James standing a round; taking presents out of his shoulder-bag; or buying a painting he didn't want (some left uncollected here) - because one ought to support the artist. He cycled to us from Dublin once, a marble sculpture on the carrier, as a gift - one of many. Commissioned to make something for the Hopkins Summer School, he spent most of the money on the actual limestone and then worked a year creating a monument fit for Pharoah's tomb. James!

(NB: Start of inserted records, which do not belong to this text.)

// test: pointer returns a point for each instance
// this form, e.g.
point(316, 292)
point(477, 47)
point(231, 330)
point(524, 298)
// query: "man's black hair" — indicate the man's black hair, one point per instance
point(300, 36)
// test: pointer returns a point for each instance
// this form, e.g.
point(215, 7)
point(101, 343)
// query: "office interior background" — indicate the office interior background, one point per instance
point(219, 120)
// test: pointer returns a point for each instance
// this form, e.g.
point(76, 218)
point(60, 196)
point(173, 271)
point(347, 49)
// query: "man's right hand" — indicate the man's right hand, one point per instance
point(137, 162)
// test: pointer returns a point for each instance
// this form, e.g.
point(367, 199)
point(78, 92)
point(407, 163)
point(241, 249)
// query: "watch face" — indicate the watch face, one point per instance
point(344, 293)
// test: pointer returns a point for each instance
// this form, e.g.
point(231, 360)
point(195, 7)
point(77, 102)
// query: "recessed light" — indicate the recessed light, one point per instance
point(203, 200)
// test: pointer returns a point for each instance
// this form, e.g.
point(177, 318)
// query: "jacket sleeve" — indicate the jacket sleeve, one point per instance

James in a rage at the implications of something said or done: some betrayal of the ideal. I have seen him throw a chair in a crowded pub; roar out insults; slice off one corner of a drawing for a "critic"; refuse to shake hands with a friend late (again) for the meeting of the Samhaildanach group we founded; and stalk out my front door for home, at three in the morning. Anger was the other side of reverence - Christ with his whip. Of James's notoriously volatile temper, Blake's comment seems apposite: "Those who restrain desire do so because theirs is weak enough to be restrained." Yet no one was gentler, or led a more austere life.

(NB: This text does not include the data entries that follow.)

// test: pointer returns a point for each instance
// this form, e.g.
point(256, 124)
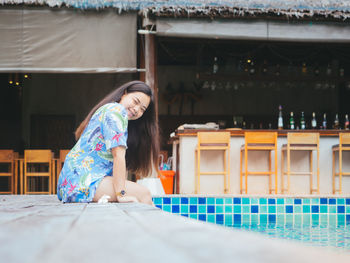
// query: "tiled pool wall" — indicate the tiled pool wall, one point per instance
point(259, 210)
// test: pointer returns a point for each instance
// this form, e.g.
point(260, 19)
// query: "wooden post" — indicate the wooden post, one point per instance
point(151, 66)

James singing The Dance of Art or Bunclody with such commitment that it became a sacred moment. James in a mask, reciting As Kingfishers Catch Fire, voice quivering, stunning a multi-national crowd into awe. Yes, awe. James in a pub, surrounded by delighted visitors, talking twenty to the dozen, throwing in a hilarious vignette, enlarging on someone's comment, a virtuoso.
I still laugh remembering his witticisms: "Savonarola/And his fiery Farola." "Stalin was 5 foot two; Hitler, 5 foot four; Saddam is 5 foot five . . . and I'm not all that big myself." (He was five foot four.) The pas de deux we improvised on the banks of the Barrow, in a send-up the ballet ritual: the quivering legs, the mock seriousness, the po-face. O Death, where is thy victory?
Who will lead us in the battle now? Who will energise us by his fierce love of Ireland and his fury over any betrayal of her destiny? Who will challenge, simply by his presence, all the vulgarity and exploitation which surround art more than ever before? Who will remind us of the lack of beauty in our lives - or do more to counter it? Who will make us laugh? Who will be our inspiration? For Christ plays in ten thousand places/Lovely in limbs and lovely in eyes not his.
God bless James, the best human being, the purest spirit, and for many of us, the finest Irish artist of our time. We did not deserve you but your memory will inspire us. And your achievement.